Tuesday, September 6, 2016

Linton Hall's Precursor, St. Joseph Institute, in 1922 Had Flies, Bedbugs, Lice, a Typhoid Fever Outbreak ... Plus a Fake Priest Having "Relations" With a Sixteen-Year-Old Girl


A scathing report by Joseph Tobin, O.S.B. written on August 4, 1922, described extremely filthy conditions at Saint Joseph Institute, the boys' boarding school run by Benedictine priests and brothers in Bristow, Virginia.

Frater Tobin, an undercover investigator sent by Abbot Leo Haid, O.S.B., of Belmont Abbey, N.C., described a deplorable lack of hygiene, with bedbugs, lice, and a refectory "infested with flies." His report also stated that a water inspector had forbidden use of well water for drinking,, and that the outhouse had not been cleaned in two years. A doctor and nurse inspected the premises and threatened to condemn the whole institute. (Note 1)
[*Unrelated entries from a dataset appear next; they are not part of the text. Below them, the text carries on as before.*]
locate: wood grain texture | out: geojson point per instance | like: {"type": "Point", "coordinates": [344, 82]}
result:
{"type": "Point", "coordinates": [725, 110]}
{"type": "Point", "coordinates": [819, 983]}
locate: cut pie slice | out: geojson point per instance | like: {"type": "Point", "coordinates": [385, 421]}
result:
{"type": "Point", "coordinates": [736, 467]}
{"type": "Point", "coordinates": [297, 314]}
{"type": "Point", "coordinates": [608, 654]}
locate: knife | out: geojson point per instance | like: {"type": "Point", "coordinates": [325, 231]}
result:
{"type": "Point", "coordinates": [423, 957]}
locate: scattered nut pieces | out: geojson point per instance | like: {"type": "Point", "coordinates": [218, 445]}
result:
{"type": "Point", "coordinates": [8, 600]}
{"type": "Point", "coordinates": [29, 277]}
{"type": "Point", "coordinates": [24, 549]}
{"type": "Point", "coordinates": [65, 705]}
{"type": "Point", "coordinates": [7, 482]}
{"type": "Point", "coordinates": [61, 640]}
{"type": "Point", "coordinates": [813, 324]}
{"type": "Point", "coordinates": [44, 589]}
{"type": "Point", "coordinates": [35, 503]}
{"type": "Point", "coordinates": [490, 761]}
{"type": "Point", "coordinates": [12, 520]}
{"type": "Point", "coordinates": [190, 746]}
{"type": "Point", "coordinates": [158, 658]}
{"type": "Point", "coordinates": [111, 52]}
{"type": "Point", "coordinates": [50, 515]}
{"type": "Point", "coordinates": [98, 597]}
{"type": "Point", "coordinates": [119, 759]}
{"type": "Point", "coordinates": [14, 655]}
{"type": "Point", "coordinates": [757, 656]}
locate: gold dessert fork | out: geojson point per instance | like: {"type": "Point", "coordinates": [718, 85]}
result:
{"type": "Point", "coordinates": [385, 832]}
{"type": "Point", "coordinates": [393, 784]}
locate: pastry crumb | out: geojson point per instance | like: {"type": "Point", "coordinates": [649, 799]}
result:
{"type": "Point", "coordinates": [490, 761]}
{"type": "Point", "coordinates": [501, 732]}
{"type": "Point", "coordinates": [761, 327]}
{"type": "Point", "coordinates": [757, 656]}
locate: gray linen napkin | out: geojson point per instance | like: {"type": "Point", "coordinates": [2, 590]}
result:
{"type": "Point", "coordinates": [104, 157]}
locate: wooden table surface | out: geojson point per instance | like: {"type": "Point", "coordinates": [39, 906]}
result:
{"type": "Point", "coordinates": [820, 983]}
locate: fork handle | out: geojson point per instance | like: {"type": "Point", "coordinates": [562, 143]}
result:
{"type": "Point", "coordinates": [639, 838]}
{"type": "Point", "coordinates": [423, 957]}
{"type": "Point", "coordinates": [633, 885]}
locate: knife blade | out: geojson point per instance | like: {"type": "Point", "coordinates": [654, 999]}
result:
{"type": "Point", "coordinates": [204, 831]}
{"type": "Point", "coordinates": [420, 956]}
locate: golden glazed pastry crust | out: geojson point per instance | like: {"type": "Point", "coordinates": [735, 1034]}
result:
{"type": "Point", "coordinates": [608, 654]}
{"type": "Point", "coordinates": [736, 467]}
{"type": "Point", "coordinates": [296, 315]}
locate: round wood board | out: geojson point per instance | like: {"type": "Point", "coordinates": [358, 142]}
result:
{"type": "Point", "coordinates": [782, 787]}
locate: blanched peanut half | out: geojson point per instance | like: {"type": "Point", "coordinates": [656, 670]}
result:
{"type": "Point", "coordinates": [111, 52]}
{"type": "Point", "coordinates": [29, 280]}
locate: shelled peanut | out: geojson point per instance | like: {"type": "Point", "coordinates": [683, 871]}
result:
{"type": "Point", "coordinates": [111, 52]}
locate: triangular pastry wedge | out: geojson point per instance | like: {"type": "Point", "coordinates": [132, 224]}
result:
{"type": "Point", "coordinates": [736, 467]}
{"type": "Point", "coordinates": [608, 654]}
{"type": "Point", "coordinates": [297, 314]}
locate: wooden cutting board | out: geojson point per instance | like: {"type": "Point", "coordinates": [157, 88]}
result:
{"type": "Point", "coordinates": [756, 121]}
The lack of hygiene had resulted in an outbreak of typhoid fever, with five boys who had stayed over the summer ending up bedridden, and at least two of them, the Barnes brothers, critically ill. Their mother was not informed of her sons' illness for eight days, and when she arrived she found her sons with

"temperature[s] running at that time 105 [degrees] ... just covered with flies, lice and bedbugs ..."

Mrs. Barnes had her sons transferred to a Washington, D.C. hospital. It is not known whether they recovered. (Note 2)

Frater Tobin's report also confirmed concerns raised by both Mr. Barnes an by Mrs. Keane, a nurse hired to take care of the ill boys, that Denis Smith, who passed himself off as a priest, but who was not, had been taking "liberties" with the 16-year-old daughter of a woman working as a cook at the Institute. (Note 3)

The following month, Father Ignatius Remke, O.S.B., arrived at Bristow and confirmed that the reports "about the dirt, filth, etc. of this place" were "all true," and that although there were two wells, the water was unaccptable for human consumption. (Note 4)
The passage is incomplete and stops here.